Tuesday, April 22, 2014
Monday, April 21, 2014
Got back from spring break and discovered spring had finally come to DC. I also discovered the great site In the Make, which photographs and interviews West Coast artists in their studios, "with the hope of revealing both the richness and the daily realities of creative work." I love the offhand glimpses of materials, as well as the chance to see some of the faces behind the art. It's a great collection of artists; not only are their words and work spaces inspiring—now I want to follow up and learn about their work itself. (For more studio visits, check out Where They Create and The Makers. And tell me about more sites like these!)

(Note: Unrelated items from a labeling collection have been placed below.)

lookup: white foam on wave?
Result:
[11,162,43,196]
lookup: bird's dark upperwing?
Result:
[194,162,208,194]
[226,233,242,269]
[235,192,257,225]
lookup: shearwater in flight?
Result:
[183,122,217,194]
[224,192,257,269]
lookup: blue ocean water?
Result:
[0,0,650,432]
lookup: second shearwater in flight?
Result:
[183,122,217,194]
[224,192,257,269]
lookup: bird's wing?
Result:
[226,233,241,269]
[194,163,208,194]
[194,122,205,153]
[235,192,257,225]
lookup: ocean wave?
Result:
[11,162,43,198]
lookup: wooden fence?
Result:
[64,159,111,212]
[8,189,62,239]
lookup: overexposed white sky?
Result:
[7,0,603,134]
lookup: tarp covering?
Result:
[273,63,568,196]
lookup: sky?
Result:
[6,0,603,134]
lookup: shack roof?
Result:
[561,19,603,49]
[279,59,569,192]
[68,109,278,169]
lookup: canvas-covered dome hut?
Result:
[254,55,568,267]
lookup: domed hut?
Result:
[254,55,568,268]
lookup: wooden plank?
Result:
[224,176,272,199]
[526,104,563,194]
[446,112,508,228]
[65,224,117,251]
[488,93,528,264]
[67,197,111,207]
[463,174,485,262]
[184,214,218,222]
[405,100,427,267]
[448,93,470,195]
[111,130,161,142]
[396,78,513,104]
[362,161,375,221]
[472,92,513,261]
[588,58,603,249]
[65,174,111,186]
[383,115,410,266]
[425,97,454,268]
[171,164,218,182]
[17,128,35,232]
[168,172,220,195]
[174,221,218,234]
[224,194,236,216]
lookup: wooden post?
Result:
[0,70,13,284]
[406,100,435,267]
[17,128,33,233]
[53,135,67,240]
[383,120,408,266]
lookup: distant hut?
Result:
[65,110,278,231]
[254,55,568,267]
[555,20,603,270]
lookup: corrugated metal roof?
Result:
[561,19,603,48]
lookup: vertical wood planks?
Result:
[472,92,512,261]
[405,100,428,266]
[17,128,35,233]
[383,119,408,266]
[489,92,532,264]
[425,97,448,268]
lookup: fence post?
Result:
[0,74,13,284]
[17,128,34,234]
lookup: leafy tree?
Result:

|Anne Beck & The Lost Coast Culture Machine|
Friday, April 11, 2014
Thursday, April 10, 2014
These prints by Miami painter Jenny Brillhart (available at Gretel Home) are making me happy today: I like the offset geometry, the candy colors, even the plain white wooden frames they come in. They'd be fantastic in a group, but at 11 x 14, each one makes enough of a statement to stand out on its own.
Wednesday, April 9, 2014
The other day I had a meeting downtown and found myself with some unexpected free time (and a paid parking space). So I walked a few blocks to the National Gallery, where the West Building is now hosting a Garry Winogrand show. His street photography (a term he hated) is definitely worth a visit, even if it's just online.
Tuesday, April 8, 2014
I just love these photographs. Kelly Lynn Jones mostly shoots landscapes and still life. She calls one series "California Collection," and her images, super sunny but washed out, definitely capture something of what I love about that state: dreamy and beautiful, but just a little off. Little Paper Planes sells both prints and posters at great prices. Look at them and listen to this song, and you'll get what I'm talking about. (Incidentally, Jones founded and runs Little Paper Planes—an excellent online shop that's now a sort of community for the artists it represents, as well as a physical space in San Francisco.)